Chimps Transforming Tourism In Sierra Leone

Eco-tourism brings people and communities closer to habitat protection and resource management. In the end, communities benefit from job creation to stable livelihoods. Also, ecotourism conserve and help to maintain a balance ecosystem. Declaring the Western Chimpanzees in Sierra Leone as ‘National’ animals will undoubtedly see the protection of these species and boost ecotourism in the country. However, other species in the wild will also benefit as the entire biodiversity will be protected. The chimpanzee is the new face of tourism in the country meaning more effort is needed to showcase our new face to the world. The protection of chimpanzees and its habitats will not only provide home to these animals; this venture will ensure the protection of the environment from natural disasters resulting to illegal human activities on the environment. Some countries in the world relies heavily on wildlife tourism and Sierra Leone is no exception as the country can boast of amazing species endemic to this part of the world.

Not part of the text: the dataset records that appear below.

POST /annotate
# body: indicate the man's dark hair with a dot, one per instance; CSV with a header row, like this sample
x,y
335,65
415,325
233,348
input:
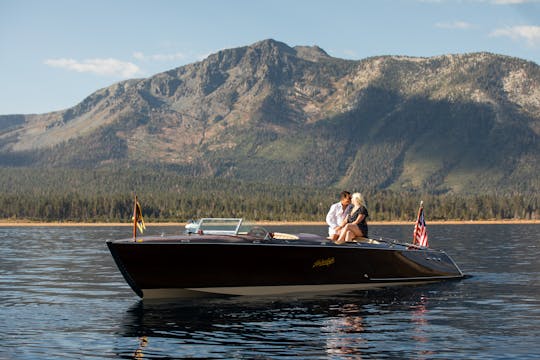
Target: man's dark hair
x,y
344,194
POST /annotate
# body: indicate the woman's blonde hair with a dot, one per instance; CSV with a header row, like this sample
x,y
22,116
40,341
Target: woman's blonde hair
x,y
358,200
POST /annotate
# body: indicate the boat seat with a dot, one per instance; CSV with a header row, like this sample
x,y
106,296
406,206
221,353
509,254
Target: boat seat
x,y
364,240
285,236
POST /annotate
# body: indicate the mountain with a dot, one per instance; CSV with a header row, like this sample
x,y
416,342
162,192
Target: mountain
x,y
465,123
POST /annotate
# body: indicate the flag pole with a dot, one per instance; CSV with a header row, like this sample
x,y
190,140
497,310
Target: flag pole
x,y
417,218
135,219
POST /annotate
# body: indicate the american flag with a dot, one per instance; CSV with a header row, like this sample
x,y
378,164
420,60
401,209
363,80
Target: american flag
x,y
420,231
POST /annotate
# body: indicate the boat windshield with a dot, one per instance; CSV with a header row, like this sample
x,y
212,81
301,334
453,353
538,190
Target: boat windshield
x,y
220,226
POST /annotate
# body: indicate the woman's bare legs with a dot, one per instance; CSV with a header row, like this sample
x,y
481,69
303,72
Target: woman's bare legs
x,y
349,232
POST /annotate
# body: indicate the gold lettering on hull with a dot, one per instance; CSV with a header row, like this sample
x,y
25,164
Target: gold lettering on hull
x,y
324,262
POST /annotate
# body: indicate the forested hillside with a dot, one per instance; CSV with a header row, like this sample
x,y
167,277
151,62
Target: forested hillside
x,y
107,195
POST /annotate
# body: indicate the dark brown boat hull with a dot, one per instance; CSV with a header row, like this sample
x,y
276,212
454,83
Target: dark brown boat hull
x,y
157,267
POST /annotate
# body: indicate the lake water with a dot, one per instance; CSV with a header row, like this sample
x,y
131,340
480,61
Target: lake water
x,y
62,297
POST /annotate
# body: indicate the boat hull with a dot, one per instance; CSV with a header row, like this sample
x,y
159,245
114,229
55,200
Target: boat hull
x,y
183,267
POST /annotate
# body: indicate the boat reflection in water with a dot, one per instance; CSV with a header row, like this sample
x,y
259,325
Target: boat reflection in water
x,y
360,323
223,256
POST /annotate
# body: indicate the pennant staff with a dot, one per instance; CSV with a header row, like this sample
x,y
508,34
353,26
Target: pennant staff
x,y
138,221
420,232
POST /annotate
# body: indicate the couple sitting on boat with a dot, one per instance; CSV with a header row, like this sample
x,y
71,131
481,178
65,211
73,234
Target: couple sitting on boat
x,y
347,218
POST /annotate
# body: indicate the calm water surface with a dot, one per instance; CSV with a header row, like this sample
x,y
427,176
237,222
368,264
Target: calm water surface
x,y
62,297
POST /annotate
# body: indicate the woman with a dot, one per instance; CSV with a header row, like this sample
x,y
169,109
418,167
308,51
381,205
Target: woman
x,y
355,224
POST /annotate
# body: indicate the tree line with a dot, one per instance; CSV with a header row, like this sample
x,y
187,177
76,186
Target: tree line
x,y
107,195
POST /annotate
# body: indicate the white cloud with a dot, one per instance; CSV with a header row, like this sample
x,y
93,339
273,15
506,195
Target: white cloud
x,y
461,25
104,67
528,32
159,57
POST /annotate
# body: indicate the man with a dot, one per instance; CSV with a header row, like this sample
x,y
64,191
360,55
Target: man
x,y
337,213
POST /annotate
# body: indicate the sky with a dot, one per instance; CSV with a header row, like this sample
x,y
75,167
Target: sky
x,y
55,53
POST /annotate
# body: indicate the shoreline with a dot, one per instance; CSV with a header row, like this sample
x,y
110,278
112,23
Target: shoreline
x,y
25,223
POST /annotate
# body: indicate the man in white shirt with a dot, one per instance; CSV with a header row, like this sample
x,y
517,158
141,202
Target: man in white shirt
x,y
337,214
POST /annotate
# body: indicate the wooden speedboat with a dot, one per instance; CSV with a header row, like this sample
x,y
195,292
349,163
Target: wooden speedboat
x,y
222,257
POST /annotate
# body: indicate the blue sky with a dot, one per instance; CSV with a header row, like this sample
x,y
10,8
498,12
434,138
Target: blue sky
x,y
54,53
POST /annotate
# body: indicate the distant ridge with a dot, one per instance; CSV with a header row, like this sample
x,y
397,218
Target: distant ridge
x,y
464,123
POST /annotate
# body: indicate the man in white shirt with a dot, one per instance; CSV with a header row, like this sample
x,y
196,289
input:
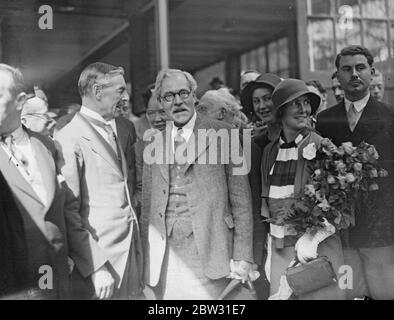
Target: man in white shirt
x,y
27,163
101,223
196,220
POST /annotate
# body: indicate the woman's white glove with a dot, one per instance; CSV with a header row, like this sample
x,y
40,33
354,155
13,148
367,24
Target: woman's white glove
x,y
306,246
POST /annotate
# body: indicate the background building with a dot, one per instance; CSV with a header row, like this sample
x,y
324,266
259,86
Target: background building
x,y
210,38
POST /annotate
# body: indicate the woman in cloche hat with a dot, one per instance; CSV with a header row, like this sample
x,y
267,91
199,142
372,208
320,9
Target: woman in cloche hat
x,y
286,167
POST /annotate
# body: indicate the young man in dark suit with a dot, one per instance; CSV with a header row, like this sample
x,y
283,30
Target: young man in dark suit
x,y
360,117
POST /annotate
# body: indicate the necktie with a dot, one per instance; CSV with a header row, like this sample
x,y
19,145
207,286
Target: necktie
x,y
9,142
111,136
352,116
179,140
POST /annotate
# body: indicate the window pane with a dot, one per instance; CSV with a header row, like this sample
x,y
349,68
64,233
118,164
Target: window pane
x,y
283,54
374,8
352,3
319,7
375,39
262,66
348,36
244,65
321,44
391,6
273,57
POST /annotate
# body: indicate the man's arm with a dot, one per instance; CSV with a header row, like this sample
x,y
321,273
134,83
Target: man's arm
x,y
84,250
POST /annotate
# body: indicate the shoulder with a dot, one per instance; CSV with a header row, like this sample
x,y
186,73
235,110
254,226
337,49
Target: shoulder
x,y
125,123
330,112
46,141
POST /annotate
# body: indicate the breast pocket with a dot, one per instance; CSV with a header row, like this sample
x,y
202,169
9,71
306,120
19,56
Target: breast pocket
x,y
229,221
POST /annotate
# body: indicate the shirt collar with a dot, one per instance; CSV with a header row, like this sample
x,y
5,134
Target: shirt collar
x,y
187,128
18,135
358,105
296,141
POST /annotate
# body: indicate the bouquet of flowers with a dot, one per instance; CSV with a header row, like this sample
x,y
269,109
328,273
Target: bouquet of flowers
x,y
340,176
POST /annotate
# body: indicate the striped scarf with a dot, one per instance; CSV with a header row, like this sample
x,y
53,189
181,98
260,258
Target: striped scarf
x,y
281,181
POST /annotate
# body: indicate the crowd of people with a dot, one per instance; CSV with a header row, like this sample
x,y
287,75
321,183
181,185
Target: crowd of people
x,y
94,206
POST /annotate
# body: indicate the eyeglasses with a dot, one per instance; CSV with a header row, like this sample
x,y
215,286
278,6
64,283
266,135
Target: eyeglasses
x,y
41,116
170,96
301,103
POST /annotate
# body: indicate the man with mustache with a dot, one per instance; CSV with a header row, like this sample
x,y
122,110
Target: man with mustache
x,y
196,222
360,117
101,223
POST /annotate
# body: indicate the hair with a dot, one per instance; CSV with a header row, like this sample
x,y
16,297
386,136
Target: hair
x,y
18,82
317,84
163,74
223,99
352,51
93,72
334,75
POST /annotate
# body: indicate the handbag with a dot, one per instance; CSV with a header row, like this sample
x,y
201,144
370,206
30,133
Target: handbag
x,y
311,276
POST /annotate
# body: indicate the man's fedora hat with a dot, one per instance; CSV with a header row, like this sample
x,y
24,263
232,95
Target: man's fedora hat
x,y
263,81
290,89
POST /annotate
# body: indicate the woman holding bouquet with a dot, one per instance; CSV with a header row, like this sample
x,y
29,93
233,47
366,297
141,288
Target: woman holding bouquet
x,y
286,166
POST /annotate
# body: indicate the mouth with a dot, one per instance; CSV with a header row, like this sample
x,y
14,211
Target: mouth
x,y
179,111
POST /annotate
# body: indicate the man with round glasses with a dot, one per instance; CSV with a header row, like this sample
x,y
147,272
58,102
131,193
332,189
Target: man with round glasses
x,y
196,221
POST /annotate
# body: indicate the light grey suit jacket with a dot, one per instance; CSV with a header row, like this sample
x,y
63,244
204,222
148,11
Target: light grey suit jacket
x,y
98,211
47,219
220,205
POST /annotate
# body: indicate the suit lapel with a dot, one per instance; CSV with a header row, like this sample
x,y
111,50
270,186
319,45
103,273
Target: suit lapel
x,y
167,153
199,146
15,179
122,132
98,144
47,168
369,122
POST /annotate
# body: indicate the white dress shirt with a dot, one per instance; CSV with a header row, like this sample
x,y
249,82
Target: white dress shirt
x,y
93,114
358,105
32,173
187,130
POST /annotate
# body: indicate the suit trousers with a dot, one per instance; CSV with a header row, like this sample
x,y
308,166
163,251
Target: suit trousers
x,y
372,271
182,275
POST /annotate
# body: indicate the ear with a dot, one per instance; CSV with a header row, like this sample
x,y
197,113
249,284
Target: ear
x,y
96,91
221,113
20,101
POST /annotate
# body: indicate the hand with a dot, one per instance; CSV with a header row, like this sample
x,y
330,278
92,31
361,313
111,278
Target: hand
x,y
306,248
103,283
71,265
240,269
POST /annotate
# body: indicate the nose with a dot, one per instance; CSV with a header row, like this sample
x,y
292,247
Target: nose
x,y
354,73
125,96
177,99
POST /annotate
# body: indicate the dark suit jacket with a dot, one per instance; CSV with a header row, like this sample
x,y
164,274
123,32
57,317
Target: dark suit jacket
x,y
375,217
49,231
220,205
127,138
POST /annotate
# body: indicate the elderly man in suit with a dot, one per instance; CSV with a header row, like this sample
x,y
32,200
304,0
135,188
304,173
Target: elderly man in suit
x,y
32,221
360,117
101,222
196,223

Approximately, the country hosts about 5500 chimpanzees. About 98 % of this number faces serious threats from population decline to eventual species extinction if protective measures are not put in place to ensure habitat protection and or restoration. Notwithstanding, Tacugama has over the years fought for the recognition of these animals to be protected by law and the protection of their homes at the same time advocating for environment protection. Chimpanzee is the flagship programme of the sanctuary. The creation of a safe haven for these orphan chimps mostly traumatized after living in human homes open the door for the protection of all animals in the country. Forests in Sierra Leone are not only home to chimpanzees but other amazing species and plants and maintaining a healthy forest will undoubtedly protect our flora and fauna and to a large extent prevent natural disasters.

Eco-tourism relies heavily on community-partnership in forest and animal protection. The Tacugama community bio-monitoring eco-guards are still patrolling the forests with the aim of securing the forests for animals to live peacefully. They ensure that humans maintain a distance from invading the space of these animals. These bio-monitoring guards work closely with communities in safeguarding their natural resources at all times. In this time of uncertainty, we do need to preserve the integrity of the environment to prevent possible destruction if we are to showcase the beauty of Sierra Leone when the world returns to normalcy after COVID- 19.